Real-World Case Studies from Horizon Projects
In the WATERAGRI project, partners patented sensor tech for precision irrigation, licensing to agrotech firms yielding €5 million revenue. Another, AMUlet-H2020 (precursor), used IP strategy for antimicrobial coatings, now in clinical trials. These underscore TTO involvement from proposal stage boosts success 3x.
Recent MSCA networks report 40% higher patent filings with dedicated IP training.
2026-2027 Work Programme: IP Priorities Ahead
The adopted 2026-27 programmes (€14 billion) prioritize deep-tech IP, with clusters like Digital and Health mandating exploitation roadmaps. New calls fund IP audits and OS-IP tools, projecting 2,000+ startups from results.
Implications for European Universities and Researchers
For higher education, Horizon IP rules align with ERC grants' flexibility, but collaborative pillars demand multi-stakeholder buy-in. Universities should bolster TTOs; 60% of IP value from HEIs. Researchers gain career boosts via patents (cited in 50% promotions).
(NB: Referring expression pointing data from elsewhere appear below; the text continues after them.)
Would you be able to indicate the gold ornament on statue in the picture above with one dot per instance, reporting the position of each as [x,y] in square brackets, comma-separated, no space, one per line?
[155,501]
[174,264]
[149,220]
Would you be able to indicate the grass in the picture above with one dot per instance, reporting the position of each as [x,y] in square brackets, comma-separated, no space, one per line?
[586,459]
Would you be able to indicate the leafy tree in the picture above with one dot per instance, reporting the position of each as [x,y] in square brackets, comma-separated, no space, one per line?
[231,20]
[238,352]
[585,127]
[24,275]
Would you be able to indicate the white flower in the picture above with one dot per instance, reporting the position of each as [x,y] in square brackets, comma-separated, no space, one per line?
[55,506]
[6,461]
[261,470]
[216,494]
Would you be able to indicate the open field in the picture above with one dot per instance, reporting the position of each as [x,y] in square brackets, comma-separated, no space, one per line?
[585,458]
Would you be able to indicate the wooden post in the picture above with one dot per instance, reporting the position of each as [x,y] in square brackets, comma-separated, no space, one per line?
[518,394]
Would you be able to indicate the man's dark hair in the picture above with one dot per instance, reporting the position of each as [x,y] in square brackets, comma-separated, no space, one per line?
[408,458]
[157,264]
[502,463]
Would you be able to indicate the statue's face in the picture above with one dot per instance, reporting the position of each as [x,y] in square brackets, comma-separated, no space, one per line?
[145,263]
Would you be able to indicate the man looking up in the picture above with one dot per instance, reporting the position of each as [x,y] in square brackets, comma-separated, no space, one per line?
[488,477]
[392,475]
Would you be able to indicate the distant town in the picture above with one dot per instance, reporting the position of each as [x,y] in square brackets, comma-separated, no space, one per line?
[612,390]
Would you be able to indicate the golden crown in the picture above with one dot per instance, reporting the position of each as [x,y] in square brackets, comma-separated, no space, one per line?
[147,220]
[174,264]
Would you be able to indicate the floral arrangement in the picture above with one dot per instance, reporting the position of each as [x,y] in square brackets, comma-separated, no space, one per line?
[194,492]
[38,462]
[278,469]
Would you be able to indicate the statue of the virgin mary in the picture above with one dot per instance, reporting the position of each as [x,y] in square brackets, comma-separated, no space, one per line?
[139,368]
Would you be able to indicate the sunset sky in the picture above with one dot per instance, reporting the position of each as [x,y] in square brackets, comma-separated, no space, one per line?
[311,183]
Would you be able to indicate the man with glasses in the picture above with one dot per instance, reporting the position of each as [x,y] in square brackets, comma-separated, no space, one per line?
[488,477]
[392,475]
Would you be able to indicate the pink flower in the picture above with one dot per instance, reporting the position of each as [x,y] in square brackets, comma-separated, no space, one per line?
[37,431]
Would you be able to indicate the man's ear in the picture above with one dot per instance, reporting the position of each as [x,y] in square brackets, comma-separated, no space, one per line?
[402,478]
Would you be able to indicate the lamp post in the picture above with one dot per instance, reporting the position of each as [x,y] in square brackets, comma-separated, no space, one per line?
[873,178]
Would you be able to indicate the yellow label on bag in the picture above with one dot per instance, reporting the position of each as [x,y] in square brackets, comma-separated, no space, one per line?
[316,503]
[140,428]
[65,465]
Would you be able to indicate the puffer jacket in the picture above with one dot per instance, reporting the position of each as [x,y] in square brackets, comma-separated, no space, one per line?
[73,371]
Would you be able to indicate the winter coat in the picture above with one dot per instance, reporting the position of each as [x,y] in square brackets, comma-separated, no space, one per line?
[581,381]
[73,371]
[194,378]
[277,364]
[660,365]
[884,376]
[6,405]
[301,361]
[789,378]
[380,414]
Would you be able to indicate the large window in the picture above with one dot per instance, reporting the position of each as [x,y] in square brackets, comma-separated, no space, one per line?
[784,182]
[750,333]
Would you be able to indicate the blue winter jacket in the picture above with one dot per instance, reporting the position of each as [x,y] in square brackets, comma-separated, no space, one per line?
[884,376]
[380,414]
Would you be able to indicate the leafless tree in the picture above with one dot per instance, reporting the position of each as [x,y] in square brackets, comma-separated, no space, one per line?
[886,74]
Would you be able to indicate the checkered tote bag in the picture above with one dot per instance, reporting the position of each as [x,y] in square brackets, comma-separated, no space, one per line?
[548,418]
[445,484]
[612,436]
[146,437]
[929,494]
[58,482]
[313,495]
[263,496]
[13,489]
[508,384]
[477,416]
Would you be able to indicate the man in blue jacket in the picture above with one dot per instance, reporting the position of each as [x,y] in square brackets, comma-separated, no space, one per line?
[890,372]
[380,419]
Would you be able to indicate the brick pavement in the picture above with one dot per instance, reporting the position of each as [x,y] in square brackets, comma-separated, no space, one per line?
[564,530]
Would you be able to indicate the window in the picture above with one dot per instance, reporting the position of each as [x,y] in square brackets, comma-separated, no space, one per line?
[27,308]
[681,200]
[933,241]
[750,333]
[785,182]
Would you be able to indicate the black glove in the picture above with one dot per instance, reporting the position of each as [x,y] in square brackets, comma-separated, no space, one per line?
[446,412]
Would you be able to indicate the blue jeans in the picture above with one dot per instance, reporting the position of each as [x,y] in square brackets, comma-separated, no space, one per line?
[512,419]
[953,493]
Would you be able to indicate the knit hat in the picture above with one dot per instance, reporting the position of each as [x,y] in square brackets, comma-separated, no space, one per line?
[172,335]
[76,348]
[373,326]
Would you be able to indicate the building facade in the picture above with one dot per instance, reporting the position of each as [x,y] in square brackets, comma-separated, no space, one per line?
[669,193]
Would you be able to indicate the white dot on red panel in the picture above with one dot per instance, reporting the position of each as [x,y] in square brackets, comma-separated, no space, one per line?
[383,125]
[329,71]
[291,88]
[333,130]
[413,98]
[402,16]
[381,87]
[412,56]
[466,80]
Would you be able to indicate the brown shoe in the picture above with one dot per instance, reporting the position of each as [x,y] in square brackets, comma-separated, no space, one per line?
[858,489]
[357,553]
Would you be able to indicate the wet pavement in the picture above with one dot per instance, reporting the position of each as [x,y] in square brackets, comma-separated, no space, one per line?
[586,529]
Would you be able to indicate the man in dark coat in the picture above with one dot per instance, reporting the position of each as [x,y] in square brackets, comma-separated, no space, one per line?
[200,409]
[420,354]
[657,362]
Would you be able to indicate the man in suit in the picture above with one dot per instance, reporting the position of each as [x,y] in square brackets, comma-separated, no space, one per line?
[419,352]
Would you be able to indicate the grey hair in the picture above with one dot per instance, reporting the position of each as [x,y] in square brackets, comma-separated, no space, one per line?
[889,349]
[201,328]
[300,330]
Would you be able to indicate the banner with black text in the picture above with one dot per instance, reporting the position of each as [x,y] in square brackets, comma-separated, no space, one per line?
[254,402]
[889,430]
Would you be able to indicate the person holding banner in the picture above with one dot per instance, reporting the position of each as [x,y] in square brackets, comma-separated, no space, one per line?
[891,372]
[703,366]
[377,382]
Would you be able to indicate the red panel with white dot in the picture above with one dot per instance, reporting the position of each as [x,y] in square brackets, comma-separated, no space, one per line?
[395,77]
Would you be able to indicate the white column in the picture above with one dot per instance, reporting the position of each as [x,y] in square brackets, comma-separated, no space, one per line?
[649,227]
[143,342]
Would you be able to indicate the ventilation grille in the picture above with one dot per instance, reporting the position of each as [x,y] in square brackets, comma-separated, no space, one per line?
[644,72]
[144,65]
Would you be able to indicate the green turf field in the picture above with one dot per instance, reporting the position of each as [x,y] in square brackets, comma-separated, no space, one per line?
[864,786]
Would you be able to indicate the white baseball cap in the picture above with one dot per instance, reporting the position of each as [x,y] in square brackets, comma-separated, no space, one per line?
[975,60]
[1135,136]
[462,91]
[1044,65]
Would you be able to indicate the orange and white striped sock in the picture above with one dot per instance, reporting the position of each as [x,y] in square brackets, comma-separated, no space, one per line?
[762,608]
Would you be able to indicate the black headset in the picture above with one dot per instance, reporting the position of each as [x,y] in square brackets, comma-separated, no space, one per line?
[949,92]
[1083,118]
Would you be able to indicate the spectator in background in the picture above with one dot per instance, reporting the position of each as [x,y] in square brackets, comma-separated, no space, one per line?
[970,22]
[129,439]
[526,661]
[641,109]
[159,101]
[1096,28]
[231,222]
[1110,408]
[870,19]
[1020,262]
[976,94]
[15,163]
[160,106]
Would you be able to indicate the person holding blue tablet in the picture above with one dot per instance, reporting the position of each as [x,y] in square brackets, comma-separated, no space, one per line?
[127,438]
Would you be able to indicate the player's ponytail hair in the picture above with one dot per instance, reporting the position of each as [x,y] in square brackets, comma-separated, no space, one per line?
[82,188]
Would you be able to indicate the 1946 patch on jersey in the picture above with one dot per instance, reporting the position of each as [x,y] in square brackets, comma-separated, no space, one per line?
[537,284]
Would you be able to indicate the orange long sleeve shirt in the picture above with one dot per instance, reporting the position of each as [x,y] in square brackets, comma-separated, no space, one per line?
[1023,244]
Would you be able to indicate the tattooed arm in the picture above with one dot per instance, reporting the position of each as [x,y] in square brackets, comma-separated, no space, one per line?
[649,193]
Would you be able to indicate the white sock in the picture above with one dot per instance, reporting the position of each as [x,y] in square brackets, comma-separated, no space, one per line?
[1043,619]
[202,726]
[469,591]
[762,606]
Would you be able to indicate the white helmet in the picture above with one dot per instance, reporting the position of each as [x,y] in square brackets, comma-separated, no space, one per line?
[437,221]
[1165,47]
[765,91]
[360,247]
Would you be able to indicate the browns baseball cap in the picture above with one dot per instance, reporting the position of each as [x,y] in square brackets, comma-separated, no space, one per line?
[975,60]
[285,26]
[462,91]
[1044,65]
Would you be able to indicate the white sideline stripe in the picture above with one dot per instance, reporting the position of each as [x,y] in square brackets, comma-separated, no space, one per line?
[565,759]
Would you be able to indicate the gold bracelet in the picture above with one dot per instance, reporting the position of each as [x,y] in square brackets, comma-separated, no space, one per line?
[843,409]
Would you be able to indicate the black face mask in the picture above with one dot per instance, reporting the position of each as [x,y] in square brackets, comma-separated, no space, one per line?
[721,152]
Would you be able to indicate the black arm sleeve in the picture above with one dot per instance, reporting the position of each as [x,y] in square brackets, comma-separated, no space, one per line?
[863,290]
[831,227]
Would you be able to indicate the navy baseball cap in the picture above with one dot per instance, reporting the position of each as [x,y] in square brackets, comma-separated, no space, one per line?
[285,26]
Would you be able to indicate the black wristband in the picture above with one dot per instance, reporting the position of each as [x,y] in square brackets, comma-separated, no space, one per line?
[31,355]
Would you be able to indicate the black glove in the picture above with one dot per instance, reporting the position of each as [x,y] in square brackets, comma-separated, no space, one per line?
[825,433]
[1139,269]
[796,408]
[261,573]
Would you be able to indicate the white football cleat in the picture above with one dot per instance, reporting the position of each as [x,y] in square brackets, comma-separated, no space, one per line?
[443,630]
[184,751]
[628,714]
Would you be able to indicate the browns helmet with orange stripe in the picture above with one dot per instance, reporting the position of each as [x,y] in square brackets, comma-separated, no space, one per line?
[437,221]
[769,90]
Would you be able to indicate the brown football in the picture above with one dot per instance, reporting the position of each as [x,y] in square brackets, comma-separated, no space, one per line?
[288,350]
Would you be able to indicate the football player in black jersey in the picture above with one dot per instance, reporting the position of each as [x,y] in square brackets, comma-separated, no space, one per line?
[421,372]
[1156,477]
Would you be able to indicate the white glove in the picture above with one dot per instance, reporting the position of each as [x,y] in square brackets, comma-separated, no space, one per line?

For more on academic careers, explore EU research positions.
Photo by Markus Winkler on Unsplash
Actionable Insights and Best Practices
- Integrate IP officer in consortium from proposal.
- Use EU IP Helpdesk free services early.
- Train on MGA Articles 16-28.
- Monitor via Horizon Dashboard for exploitation metrics.
- Leverage IP4OS resources for OS compliance.
By prioritizing IP, Horizon participants can transform ideas into impact, securing Europe's innovation edge.